June 9, 2011

Coffee Mug #1: Jerry Storey



Most of us have a collection of coffee mugs. Mine are hanging on a board, decorating the top of my kitchen-porch windows like a valence. I maintain the collection at a number that my hooks allow—twenty-two. If I purchase or receive a new mug, I must remove another. Thus, only the most meaningful mugs have the privilege of claiming a hook. Each has a special story to relate, which will be titled Coffee Mug #…

     One mug from which I sip my morning coffee, while reading the Greensburg Tribune-Review and taking my heart meds, takes me back a few years—especially the last years that I wrote for the Fay-West section of that newspaper, up to July 2003. Jerry Storey was my third editor at the  newspaper, following in the footsteps of Paul Heyworth and Ed Cope. He himself walked in the footsteps of his father, a well-known journalist in the community. He was an honest and kind man.

     I recall that when I started freelancing he did photography—and perhaps an occasional news story—for the paper. He occasionally edited my work while I sat next to the desk. But I didn’t get to know him until he became editor of the weekly section. Then I sat with him almost weekly as he critiqued my work, tweeking it to improve it.

     If Jerry found a problem or correction in my work he would apologize for making necessary changes. Sometimes he would say he wanted to change a word because he just didn’t like it, not necessarily because there was a better word. I would look at him and say change it, just as long as I receive a check for my work.

     The staff could always identify Jerry’s coffee mug. It was the heavily brown-stained cup sitting on the corner of his desk while he worked. It was never scrubbed.

     Occasionally I teased him about the mug, telling him I was going to “lift” it. I told him that as a lowly freelancer, I didn’t get to go to functions where these mugs were distributed, and I wanted one, I felt I deserved one.

     I whined to him throughout one editing session. I whined so much that he finally caved, presenting me with the stained mug. I showed my treasure to the office girls, and we all concluded the stains couldn’t be removed. We were wrong. The mug I use today is clean and shiny inside, with no evidence of its previous state.

     At the time Jerry became editor, my husband Monte and I were preparing to leave the community. Monte was retiring and we were moving an hour’s drive away, to the community where my daughter lived. I began traveling to that community regularly to watch my granddaughter while my daughter and my former son-in-law worked. I enjoyed transitioning into the new community, but found I couldn’t maintain my writing schedule, so I cut back on the number of articles I produced.
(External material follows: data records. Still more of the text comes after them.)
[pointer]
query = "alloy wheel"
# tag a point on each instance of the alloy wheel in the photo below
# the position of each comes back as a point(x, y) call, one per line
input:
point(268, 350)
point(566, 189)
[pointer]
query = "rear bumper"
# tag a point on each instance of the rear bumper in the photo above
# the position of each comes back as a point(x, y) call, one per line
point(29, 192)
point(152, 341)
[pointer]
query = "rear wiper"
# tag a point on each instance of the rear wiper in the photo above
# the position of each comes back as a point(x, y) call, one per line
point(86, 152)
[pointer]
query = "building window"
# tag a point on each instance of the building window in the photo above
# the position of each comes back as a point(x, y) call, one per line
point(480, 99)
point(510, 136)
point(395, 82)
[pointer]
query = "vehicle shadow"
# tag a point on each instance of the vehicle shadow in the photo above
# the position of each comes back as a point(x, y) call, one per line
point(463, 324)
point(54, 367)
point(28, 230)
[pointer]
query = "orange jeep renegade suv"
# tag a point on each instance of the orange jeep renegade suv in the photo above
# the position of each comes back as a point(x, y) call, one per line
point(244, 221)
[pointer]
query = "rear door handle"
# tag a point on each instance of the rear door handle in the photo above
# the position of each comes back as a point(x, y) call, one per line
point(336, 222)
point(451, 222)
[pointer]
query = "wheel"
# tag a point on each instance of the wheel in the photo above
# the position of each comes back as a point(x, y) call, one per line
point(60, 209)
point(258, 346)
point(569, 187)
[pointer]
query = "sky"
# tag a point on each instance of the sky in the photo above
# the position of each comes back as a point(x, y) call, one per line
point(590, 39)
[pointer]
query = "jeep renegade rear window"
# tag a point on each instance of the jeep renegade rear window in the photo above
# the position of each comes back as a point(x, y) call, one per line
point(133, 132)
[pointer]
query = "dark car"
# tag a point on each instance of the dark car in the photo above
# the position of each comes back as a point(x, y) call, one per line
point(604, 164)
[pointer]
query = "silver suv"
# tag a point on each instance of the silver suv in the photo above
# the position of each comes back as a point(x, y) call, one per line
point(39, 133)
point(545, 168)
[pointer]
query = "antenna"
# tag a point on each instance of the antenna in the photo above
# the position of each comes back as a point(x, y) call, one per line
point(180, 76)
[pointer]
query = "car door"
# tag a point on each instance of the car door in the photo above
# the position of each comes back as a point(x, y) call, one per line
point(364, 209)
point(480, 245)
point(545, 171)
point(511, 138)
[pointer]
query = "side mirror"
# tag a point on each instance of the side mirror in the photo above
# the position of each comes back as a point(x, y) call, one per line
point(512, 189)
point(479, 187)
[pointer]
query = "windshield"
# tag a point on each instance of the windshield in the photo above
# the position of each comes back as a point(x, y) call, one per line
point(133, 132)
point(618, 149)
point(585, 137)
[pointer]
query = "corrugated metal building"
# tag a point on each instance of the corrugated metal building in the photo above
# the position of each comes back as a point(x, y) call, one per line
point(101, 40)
     When Monte retired in 2003 he and I took a three-month trip to New England. It wasn’t until I returned that I learned Jerry had passed away, in August, while I was gone.

     Jerry had suffered health problems, but wouldn’t cut down on his work. He had very few writers helping him with his section (when I started working on the section, there were three times the workers). He couldn’t do less work and still hold his job. I’d heard that he needed the job for the benefits, and so was locked into it.

     I value the mug and its memories, and Jerry’s input on my writing career. I’ve considered allowing my coffee to stain the mug in his honor, but have never done so. I like it clean and shiny.